Personal information
- Born: 16 October 1965 (age 60)

Sport
- Sport: Track and field

= Matt Favier =

Australian sport administrator

Matthew "Matt" Favier (born 16 October 1965) is an Australian sport administrator. He was appointed the eighth Director of the Australian Institute of Sport in December 2011.

==Education==
Favier was educated at Tully State High School in Queensland, has a Bachelor of Education in Physical Education from the University of Canberra and an MBA from the University of Technology, Sydney.

==Athletics career==

He held an Australian Institute of Sport track and field scholarship from 1983 to 1986. Favier, an 800m runner, was coached by Pat Clohessy. He won the Junior Men's 800m title at the 1983/84 Australian Athletics Championships. He was third in Senior Men's 800m at the 1987/88 and 1989/90 Australian Championships. He competed in the Men's 800m at the 1985 Summer Universiade in Kobe, Japan.

==Sport Administrator==
From 1988 to 1993, Favier was a physical education teacher in the Australian Capital Territory school system.
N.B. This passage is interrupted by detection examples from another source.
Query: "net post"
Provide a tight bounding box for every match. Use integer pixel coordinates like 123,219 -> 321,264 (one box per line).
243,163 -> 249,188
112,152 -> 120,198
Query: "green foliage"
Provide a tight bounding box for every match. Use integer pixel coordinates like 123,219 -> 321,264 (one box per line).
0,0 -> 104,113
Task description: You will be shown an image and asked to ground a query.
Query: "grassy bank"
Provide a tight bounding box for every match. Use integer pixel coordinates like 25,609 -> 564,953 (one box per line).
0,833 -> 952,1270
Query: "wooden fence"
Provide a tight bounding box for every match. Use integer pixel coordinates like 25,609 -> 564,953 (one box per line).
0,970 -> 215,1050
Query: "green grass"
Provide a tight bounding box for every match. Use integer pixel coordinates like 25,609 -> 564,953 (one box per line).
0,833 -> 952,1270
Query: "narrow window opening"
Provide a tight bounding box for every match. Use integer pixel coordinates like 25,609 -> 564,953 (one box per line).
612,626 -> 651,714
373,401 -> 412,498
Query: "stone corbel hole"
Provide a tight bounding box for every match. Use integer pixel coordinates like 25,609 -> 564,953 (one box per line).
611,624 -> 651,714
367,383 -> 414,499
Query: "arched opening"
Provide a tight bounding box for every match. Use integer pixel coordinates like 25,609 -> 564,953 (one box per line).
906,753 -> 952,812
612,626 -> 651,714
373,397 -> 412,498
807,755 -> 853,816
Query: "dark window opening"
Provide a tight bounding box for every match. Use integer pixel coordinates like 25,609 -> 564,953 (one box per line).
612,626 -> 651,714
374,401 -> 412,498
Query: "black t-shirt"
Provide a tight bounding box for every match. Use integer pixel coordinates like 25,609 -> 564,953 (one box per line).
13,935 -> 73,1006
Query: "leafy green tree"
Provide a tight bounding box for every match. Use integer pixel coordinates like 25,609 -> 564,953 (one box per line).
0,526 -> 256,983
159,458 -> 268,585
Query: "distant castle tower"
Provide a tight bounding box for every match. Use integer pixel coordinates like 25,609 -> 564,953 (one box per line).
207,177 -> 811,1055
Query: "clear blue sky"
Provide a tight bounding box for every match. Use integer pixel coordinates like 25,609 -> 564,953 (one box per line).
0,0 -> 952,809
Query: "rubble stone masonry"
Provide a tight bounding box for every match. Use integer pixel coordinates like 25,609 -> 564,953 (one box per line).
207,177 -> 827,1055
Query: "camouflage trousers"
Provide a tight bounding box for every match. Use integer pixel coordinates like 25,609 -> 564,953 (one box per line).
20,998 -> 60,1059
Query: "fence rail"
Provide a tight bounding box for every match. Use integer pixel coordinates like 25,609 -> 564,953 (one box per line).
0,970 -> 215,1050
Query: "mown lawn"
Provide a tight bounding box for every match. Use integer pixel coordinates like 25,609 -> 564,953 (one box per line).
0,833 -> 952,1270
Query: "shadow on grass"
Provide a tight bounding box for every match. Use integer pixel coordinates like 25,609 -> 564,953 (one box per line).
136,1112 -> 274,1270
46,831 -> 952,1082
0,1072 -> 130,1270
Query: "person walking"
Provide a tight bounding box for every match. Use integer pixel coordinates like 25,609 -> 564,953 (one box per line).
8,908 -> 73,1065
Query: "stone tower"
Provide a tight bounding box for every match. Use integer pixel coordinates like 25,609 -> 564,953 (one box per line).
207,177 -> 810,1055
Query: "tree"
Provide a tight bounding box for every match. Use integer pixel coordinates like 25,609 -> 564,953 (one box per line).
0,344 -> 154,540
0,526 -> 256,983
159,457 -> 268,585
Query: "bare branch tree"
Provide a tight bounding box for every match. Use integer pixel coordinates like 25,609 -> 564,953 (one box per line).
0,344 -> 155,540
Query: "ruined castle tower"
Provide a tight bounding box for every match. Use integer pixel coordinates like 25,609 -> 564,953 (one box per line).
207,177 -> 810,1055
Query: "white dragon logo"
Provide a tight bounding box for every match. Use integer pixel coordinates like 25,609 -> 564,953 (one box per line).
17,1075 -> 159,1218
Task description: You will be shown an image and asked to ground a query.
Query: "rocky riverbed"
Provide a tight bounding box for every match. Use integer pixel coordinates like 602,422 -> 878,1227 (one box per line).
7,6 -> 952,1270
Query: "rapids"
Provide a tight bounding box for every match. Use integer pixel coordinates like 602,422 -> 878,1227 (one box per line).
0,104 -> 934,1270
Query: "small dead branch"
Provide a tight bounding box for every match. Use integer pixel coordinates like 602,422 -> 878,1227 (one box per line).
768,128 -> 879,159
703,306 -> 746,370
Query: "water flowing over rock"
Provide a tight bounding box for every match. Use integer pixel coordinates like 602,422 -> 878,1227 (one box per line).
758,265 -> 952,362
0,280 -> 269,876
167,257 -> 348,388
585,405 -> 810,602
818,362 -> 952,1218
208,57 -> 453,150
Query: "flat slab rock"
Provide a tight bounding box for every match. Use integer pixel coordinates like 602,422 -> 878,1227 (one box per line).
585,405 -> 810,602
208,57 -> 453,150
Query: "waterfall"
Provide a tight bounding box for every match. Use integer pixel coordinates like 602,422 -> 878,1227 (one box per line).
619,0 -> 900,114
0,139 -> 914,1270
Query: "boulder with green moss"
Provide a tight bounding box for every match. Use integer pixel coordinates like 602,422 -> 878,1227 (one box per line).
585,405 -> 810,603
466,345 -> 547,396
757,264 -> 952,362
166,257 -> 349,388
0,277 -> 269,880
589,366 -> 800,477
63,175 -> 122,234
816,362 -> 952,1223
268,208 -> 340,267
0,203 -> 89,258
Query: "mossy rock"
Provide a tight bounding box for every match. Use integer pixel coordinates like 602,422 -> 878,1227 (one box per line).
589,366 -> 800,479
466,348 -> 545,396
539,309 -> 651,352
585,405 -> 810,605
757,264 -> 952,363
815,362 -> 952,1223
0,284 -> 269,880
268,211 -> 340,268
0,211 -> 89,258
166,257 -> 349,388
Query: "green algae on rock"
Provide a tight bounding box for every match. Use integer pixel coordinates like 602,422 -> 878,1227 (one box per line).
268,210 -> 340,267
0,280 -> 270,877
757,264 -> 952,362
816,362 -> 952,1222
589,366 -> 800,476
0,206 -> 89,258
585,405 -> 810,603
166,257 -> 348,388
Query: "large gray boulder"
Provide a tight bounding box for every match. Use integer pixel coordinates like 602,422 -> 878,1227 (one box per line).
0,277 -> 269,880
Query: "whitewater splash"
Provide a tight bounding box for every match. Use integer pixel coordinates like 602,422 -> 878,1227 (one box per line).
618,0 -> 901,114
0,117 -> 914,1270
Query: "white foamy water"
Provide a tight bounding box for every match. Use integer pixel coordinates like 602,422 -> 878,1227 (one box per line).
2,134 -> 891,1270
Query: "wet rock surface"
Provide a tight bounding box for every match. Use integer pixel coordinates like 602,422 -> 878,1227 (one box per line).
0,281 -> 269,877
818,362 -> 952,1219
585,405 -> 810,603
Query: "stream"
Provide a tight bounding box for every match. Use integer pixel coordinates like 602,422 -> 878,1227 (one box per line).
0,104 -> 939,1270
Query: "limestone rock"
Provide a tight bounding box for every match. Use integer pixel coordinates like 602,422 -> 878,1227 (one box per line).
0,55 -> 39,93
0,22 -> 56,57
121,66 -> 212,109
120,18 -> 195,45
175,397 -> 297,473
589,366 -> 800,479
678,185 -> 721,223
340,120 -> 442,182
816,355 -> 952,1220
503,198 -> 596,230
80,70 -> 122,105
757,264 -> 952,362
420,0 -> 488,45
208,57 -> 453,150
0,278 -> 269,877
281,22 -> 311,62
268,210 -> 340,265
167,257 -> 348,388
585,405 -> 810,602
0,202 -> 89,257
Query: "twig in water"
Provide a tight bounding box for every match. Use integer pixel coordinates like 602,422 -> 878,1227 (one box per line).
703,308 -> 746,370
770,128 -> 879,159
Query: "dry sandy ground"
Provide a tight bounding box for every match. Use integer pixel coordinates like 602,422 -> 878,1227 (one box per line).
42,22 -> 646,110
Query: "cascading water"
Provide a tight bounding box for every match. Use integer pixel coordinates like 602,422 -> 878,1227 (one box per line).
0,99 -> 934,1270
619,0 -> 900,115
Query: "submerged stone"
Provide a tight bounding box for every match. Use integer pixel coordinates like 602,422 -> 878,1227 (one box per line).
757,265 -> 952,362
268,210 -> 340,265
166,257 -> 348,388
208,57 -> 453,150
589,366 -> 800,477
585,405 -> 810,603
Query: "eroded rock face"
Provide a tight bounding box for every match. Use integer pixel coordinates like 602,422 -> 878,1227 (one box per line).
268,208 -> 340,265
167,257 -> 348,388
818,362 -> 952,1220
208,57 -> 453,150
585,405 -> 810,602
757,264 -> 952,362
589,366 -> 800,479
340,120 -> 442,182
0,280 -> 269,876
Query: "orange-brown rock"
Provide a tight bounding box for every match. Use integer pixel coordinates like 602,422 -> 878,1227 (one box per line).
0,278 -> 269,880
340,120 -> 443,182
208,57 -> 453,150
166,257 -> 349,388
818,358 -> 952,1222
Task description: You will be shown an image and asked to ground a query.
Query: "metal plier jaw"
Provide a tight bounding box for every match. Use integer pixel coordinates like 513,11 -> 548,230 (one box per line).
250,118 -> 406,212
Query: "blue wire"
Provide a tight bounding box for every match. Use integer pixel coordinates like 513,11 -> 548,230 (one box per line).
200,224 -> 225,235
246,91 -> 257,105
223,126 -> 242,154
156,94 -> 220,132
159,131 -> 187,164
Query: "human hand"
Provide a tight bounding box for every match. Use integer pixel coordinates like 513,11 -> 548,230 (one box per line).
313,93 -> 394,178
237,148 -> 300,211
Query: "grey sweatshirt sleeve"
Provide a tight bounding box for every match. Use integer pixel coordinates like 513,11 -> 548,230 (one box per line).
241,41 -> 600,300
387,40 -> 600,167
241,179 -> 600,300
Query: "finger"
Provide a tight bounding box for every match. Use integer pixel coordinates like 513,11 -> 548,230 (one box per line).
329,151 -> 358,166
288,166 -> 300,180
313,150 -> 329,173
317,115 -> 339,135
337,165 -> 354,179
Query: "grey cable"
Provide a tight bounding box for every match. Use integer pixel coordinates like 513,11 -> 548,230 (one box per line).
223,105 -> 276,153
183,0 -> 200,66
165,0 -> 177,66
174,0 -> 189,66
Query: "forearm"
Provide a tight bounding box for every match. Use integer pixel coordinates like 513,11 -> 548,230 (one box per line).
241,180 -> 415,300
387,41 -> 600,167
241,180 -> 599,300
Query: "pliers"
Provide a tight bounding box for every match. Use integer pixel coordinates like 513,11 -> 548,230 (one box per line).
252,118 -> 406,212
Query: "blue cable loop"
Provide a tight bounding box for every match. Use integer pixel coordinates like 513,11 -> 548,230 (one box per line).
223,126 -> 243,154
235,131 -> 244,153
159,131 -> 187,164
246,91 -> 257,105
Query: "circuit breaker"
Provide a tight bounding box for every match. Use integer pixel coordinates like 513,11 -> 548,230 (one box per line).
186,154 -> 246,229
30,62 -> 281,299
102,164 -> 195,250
In 1994, Favier moved into high performance sport administration and has since worked for a range of Australian and British sports organizations: Athletics Australia (1994–1996), Western Sydney Academy of Sport (1997–1998), Soccer Australia (1998–1999), Australian Paralympic Committee (1999–2000), Queensland Academy of Sport (2000–2003), UK Athletics (2003–2009), UK Sport (2009–2012) and Australian Institute of Sport (2012 -).

He has been an athletics coach, and while in the United Kingdom coached British sprinter Harry Aikines-Aryeetey, a former youth world champion.

His appointment as Director of the Australian Institute of Sport worried some British sports officials, as it could have impacted Great Britain's medal tally at the 2012 London Olympics. He is the second AIS scholarship holder to be appointed Director, the first being Robert De Castella (1990–1995).

In June 2017, Favier resigned as AIS Director after being appointed chief executive officer at Hockey Australia.

He was the inaugural inductee to the University of Canberra Sport Walk of Fame in 2022.

==Personal life==
He was married to Jane Flemming, a former AIS scholarship holder and dual Commonwealth Games athletics gold medallist.